Four Japanese chefs and one sommelier have won a trip to Australia after winning Austrade Japan’s Taste of Australia menu competition.
The competition saw 42 restaurants across Japan create menus using Australian premium produce, with the final cook-off broadcast on local television.
The winners were gifted a visit to Victoria’s Lethbridge Wines vineyard, the Jade Tiger abalone facility, Koo Wee Rup asparagus grower-packer-exporter Momack Produce and the Queen Victoria Market in Melbourne’s CBD before heading to a cook-off with Australian chefs.

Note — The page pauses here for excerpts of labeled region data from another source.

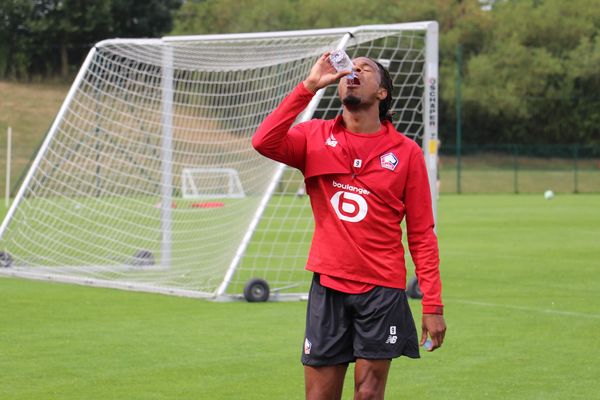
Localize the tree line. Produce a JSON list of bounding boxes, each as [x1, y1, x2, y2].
[[0, 0, 600, 146]]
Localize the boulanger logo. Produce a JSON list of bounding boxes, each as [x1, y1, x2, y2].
[[331, 190, 369, 222]]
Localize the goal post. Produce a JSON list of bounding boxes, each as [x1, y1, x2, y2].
[[181, 167, 246, 199], [0, 21, 438, 299]]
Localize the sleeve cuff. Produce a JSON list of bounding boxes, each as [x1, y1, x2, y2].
[[423, 306, 444, 315]]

On tour with the chefs was Austrade's Tokyo-based trade commissioner Julianne Merriman and trade specialist Kiyoko Owaza, who said the competition was designed to increase awareness of a variety of Australian produce and wine in Japan’s high-end food service industry.
“Part of this visit was allowing these chefs to experience the natural environment in which Australian produce is grown, and see how it is handled to gain an understanding of the supply chain,” explained Merriman. “Now, they can go back to Japan and can tell a story about the produce.

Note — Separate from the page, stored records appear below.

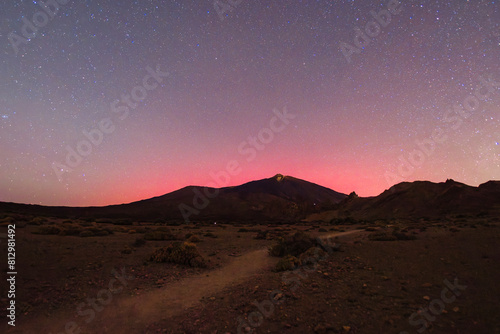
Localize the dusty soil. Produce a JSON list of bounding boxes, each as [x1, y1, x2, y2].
[[0, 221, 500, 334]]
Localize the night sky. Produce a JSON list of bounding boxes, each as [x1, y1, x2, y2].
[[0, 0, 500, 206]]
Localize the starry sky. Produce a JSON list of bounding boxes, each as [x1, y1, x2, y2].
[[0, 0, 500, 206]]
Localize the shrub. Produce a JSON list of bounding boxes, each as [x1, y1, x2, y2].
[[368, 232, 397, 241], [392, 231, 417, 240], [121, 246, 132, 254], [299, 247, 327, 265], [79, 230, 95, 238], [269, 231, 317, 257], [255, 230, 269, 240], [59, 224, 82, 235], [144, 230, 176, 240], [93, 229, 109, 237], [29, 217, 47, 225], [149, 242, 206, 267], [33, 225, 62, 235], [276, 255, 301, 271], [188, 235, 201, 243], [132, 238, 146, 247]]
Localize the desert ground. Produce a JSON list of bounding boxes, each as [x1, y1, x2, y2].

“They can talk from experience and can be ambassadors for Australian produce.”
While Australian beef, wine and seafood already have a strong reputation in Japan, Merriman said the recently signed Japan-Australia free trade agreement (JAEPA), market access, and the favourable exchange rate have opened a window of opportunity to push the premium message around other Australian produce, such as fruit and vegetables.

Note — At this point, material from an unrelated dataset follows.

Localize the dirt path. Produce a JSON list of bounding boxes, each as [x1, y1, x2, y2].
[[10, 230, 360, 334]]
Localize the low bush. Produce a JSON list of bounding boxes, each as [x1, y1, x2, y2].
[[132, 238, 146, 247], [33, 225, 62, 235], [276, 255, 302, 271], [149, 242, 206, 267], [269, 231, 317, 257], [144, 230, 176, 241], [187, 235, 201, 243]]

The five Japanese winners included Tomohiko Murakami of RIHGA Royal Hotel Restaurant Chambord, Masami Katano of the Prince Park Tower Tokyo Brise Verte, Takayuki Ogawa or Ruby Jack’s Steakhouse Bar, Munehiro Takasue of Cerulean Tower Toyko Hotel and Natsuki Sata of Resort Trust XIV Kyoto Yase Rikyu.
Australian table grapes make mark in Japan
Australian table grape exports to Japan have been the success story of the season, with around 500 containers shipped to the country during the 2015/16 season, up from the forecast 350 containers.
“We gained market access for Australian table grapes in 2014, and along with JAEPA, it’s been a perfect storm for table grape exporters,” Merriman said.
Indeed, the winning chef in the Taste of Australia menu competition used smoked grapes in one of his dishes, which Merriman said blew the judges away.